The in-app purchasing model is more akin to getting a free version of an FTP client that only allowed you to upload software at 10KB/s. You can then pay $0.99 to upload that one file at full speed. But, your very next upload would again be 10KB/s unless you also paid $0.99 to upload that one at full speed. But wait, for an even better value, you can buy a 20-pack of full-speed uploads for only $9.99 or a 100-pack of full-speed uploads for only $29.99. Once those run out, of course, you're back to 10KB/s. Unless you spend even more money.
Now, it seems silly with the FTP client example above. Who would ever use that software? But this is exactly how many of the free to play games work. And this is the way a lot of people coming in to gaming for the first time think games work.
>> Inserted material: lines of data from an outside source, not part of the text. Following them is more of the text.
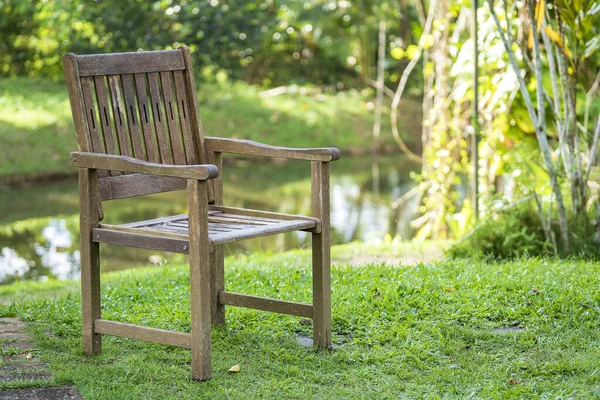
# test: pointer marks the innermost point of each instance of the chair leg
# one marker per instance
(321, 258)
(90, 260)
(217, 281)
(321, 291)
(200, 286)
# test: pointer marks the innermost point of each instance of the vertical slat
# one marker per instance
(91, 115)
(116, 101)
(159, 117)
(90, 259)
(131, 111)
(195, 122)
(78, 108)
(170, 116)
(184, 118)
(321, 258)
(200, 286)
(109, 143)
(217, 256)
(140, 88)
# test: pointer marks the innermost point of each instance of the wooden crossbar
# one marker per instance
(154, 335)
(266, 304)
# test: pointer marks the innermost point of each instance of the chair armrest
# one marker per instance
(249, 147)
(129, 164)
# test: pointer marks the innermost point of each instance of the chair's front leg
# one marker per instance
(90, 259)
(321, 258)
(200, 286)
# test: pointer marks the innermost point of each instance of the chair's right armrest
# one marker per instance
(111, 162)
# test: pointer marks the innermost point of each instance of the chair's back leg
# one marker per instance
(217, 258)
(321, 259)
(200, 286)
(90, 259)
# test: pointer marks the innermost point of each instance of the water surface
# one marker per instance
(39, 225)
Great explanations, thanks. I think the biggest difference is that some games (like Dungeon Keeper Mobile IIRC) have IAP into perpetuity - meaning you can essentially never unlock the full game. I like your FTP client example, I'll be using that.
The "free" game sucks. It is intentionally entirely gimped. Playing Dungeon Keeper Mobile "for free" allows you, what, 5 minutes of gameplay per day? The whole game design is centered on making money with IAP. Even if you had unlimited funds, you still have to deal with the in-game store layer (e.g. "click here to spend X to do this thing"...not fun gameplay).
With Doom, they just make a full and complete game without a ton of distractions designed to continually sap money from you.
It's like getting "free Internet!!!" but it's at dial-up speed and you have to jump through a bunch of hoops and layers of microtransactions just to get a decent experience. Most people would rather pay a a simple up-front fee and not deal with that BS.
You can't really play it for free. That's the thing. It's basically unplayable without payments. Why people don't just avoid it, though, that's beyond me.
Because that's not how they sell it. And once that $20 is gone you'll need to spend more. If they had a single IAP of $20 to remove all timers it'd still be stupid and hated, but at least justifiable as a demo / full product model.
I'm playing a bit of devil's advocate here, because I am very much against in-app purchases. But, when you think about it, you can play Dungeon Keeper Mobile for free, or you can pay something like $20 (or $10, or $5, maybe even $1) to get more out of it (boosts, etc).
So where does the issue lie? I here a lot of people saying "Well they reel you in with a free app and then make you pay for it!" but isn't that exactly how shareware works?